How “Clear Speech” Helps Those with Hearing Loss

As audiologists at Cleveland Hearing & Speech Center, we are best known for rehabilitating hearing loss.  However, we don’t stop at evaluating your hearing.  We care about communication.  When you come to one of our audiologists for a diagnostic hearing evaluation, we discuss with you your lifestyle and your communication needs.  We talk to you about how your specific hearing loss impacts your ability to communicate in a wide range of listening environments.  Just as important— we work with family, friends, and other communication partners to help them better understand how to communicate with a loved one who has hearing loss.  During May – Better Hearing and Speech Month – we want to discuss how Clear Speech can lead to better hearing.  The following strategies can help you improve your communication with family and friends who have a hearing loss.

What is Clear Speech?

Clear Speech is a method of speaking in which the speaker makes a concerted effort to express every word, sentence, and idea in a very precise, accurate, and deliberate way.  When you practice Clear Speech with a friend or family member, you don’t shout at them or speak in unnatural ways – like exaggerating sounds, or speaking in a monotone or “sing-song” voice.  Rather, you speak slowly and clearly at a slightly elevated – but not strained – volume.  It is a way of conveying your message in a clear, purposeful way to help a person with a hearing loss better understand what you said AND avoid the need for repetition.

What is the goal of Clear Speech?

Hearing loss impairs communication by filtering out certain speech sounds, so the individual with hearing loss only hears a portion of the sounds spoken to them.  Different types and degrees of hearing loss filter out different speech sounds and different amounts of speech information.  The goal of Clear Speech is for the communication partner to employ good speech techniques to help the individual with hearing loss to compensate for the speech sounds filtered out by their hearing loss.

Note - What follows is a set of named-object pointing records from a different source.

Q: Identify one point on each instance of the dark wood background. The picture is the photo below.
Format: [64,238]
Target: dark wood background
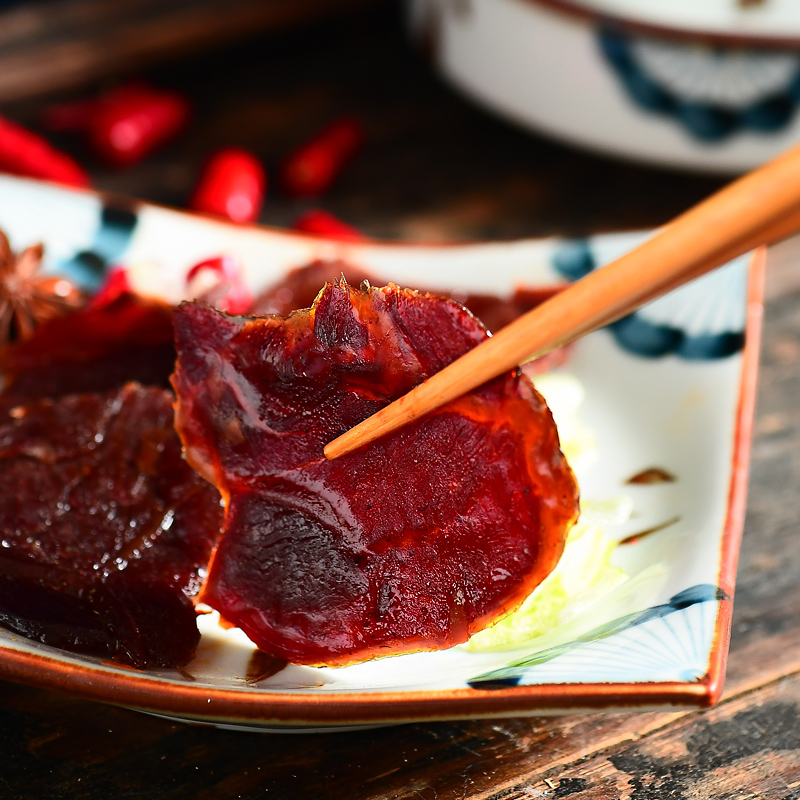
[435,168]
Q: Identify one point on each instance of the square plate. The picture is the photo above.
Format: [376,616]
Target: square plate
[669,395]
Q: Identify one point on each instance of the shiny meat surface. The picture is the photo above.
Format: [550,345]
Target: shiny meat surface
[412,543]
[104,530]
[92,350]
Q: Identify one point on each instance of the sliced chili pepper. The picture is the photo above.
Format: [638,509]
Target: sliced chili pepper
[311,169]
[23,152]
[130,122]
[232,184]
[220,282]
[322,223]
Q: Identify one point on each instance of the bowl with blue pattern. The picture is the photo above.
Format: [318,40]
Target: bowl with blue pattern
[712,85]
[668,394]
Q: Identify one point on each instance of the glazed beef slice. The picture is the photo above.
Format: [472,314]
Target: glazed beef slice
[411,543]
[104,529]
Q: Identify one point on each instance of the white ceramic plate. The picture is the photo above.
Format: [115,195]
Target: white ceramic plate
[670,388]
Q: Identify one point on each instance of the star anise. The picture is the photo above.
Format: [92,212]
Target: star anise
[28,298]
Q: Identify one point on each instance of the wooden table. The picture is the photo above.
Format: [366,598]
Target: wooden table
[437,168]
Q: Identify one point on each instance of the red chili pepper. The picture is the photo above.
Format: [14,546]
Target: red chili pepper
[131,121]
[23,152]
[232,184]
[321,223]
[220,282]
[311,169]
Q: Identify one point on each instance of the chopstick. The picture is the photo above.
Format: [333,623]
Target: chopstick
[760,208]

How can I practice Clear Speech?

  • Articulate sounds precisely and accurately
  • Speak more slowly
  • Take clear pauses between phrases and thoughts. This gives the individual with hearing loss time to process key ideas before you continue with your thoughts.
  • Increase volume – but only slightly, and avoid speaking where you are straining. When you strain to speak loudly, you are distorting your speech sounds and the way your lips are moving (thus impairing visual lipreading cues).

Examples of Clear Speech:

You may be reading this thinking “I speak clearly, what more can I do?”  What many people don’t realize, though, is that English speakers actually don’t speak very clearly – even when we think we are!  We often blur words together and blend speech sounds of neighboring words in a sentence.  Take a look at the following examples of typical spoken English and the transformation into Clear Speech (Kricos, 2005).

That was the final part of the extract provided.